小説にしても映画にしても、無職だったりニートだったり日雇い労働者だったり社会の最底辺で生きる若者が不自然なほど頻繁に主要登場人物に取り上げられているが、それを見る側としてはこれらの若者をどう捉えていけばいいのだろうかという疑問が湧く。なぜこんな不器用な優しさ以外に何の魅力のない青年を主人公に据えるのだろうと。それは原作の小説家自身が小説家志望でフリーターだったり無職で不安定な立場だったり、小説家という職業特有の強い感受性から社会的弱者に対する共感が強かったりすることが起因しているのかもしれないが、例えば恵まれた作り手側がこういった底辺に生きる青年を題材にする時にどのような思いで主人公のバックグラウンドを決めているのだろうか。自由気ままな生き方に対する憧憬の念から疑似体験を欲しているのか、社会学的な義侠心を発露として若者の貧困問題を精神的な面から描いて大衆に広く投げ掛けて社会を改善しようとする試みなのか。しかし不器用な若者を描いたところで不器用であることには変わりなく自身が変わらない限り救い難い。そこにこういった類いの映画を観終わったときに遣る瀬無い絶望感を覚えるのだが、『愛の渦』の男女のコントラストが激しいラストシーンとは違い、この映画ではとりあえず、かろうじてハッピーエンドで結ばれる。それでも一筋縄ではいかない経緯の末にではあったが。

田中哲司演じる壮年の日雇い労働者が、若者の将来と重なっている。きつい肉体労働で体も思うままにならず、ズボンのファスナーもあげられずに開きっぱなしのままでそこからシャツが飛び出ている。派遣会社の監督と思われる人物が無慈悲にも日雇い労働者たちを労働現場へと振り分けていく。
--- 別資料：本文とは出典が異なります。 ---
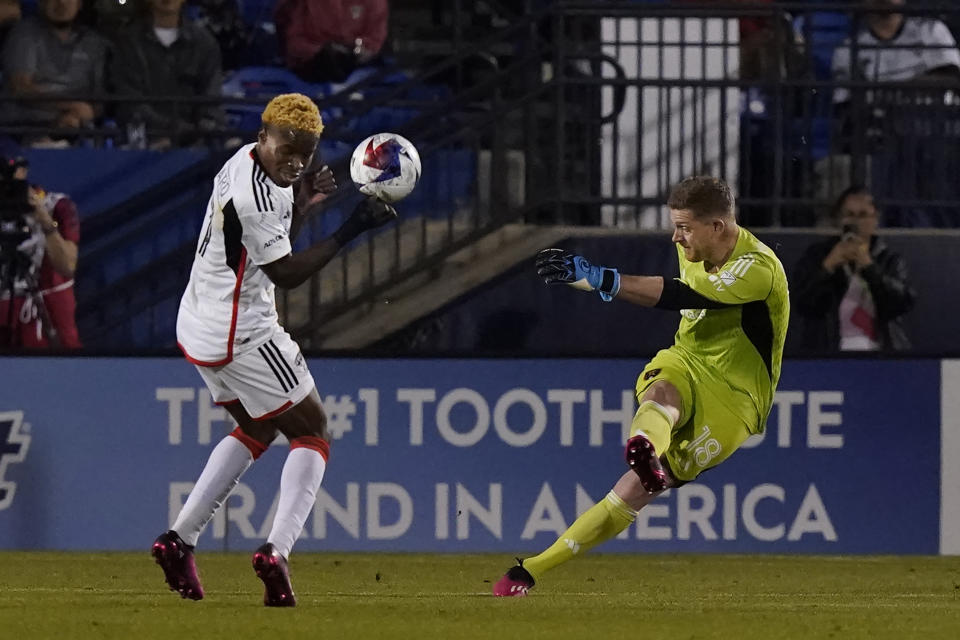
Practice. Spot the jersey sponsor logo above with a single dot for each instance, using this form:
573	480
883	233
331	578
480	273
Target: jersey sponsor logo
14	443
693	314
273	241
727	278
741	265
フィリピンから出稼ぎに来た若者は国へ帰るという。故郷で家を建てるそうだ。突然訪れた仲間の死(演じるのは松田龍平)。葬式のシーンで、ふと厳しい労働環境に置かれている若者にも学生時代があったのだと、そのギャップにもまた身をつまされる。葬式に訪れた派遣会社の監督は、仕事中に死なないでねと軽く突き放す。これが日雇い労働の厳しい現実だ。人間的尊厳は皆無だ。しかしこういった日雇い労働者が、高給取りのホワイトカラーが勤務し資本主義を謳歌する消費者たちが入り乱れる高いビルを建てている。なんとも共産主義に走りそうな無慈悲な現実を突きつけられるわけだ。日雇い労働者はそういった消費文化からも突き放されている。ガールズバーに行きたいというシーンがあるが、金をどうやりくりするかで頭を捻らせる。
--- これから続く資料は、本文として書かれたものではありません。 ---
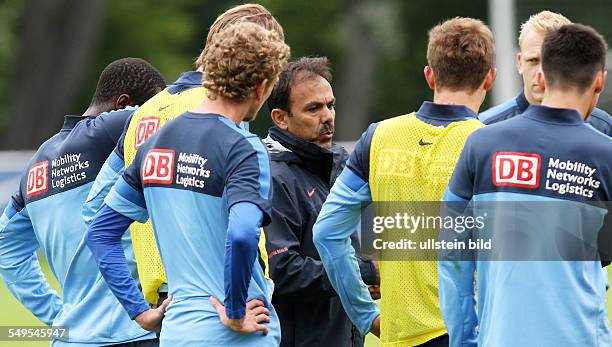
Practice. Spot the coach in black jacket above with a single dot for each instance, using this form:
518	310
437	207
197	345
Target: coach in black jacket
305	165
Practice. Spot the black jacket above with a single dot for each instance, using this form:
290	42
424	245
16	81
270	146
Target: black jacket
309	309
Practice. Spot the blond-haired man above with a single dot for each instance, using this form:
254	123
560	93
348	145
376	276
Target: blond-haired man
407	158
184	94
205	183
528	63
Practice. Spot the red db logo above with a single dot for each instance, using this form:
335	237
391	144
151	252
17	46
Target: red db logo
146	127
38	178
158	166
516	169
壮年の日雇い労働者はコンビニの女店員と仲良くなったと自慢するがそれも結局は破局する。田中哲司演じるこの壮年の日雇い労働者が、公園で待機しているシーンで、子連れの親子をぼんやりと眺めているシーンがある。ほんの数秒のシーンだが、とても狂気に感じた。実際に起こった小学校での大量殺傷事件の元死刑囚と見た目からも重なるのだ。結婚して家庭を築くこともままならない日雇い労働者と幸せな家庭を築くことができる一家の静かな無言の批評を含んだコントラスト。この映画は他にもドキっとさせられるくらいの数々の毒を含んでいる。

最後に田中哲司演じる日雇い労働者は体力の限界を感じて仕事を辞める。怒りを含ませたような笑顔で仲間から去っていく姿。その先にはどのような人生が待ち受けているのがとても興味が惹かれた。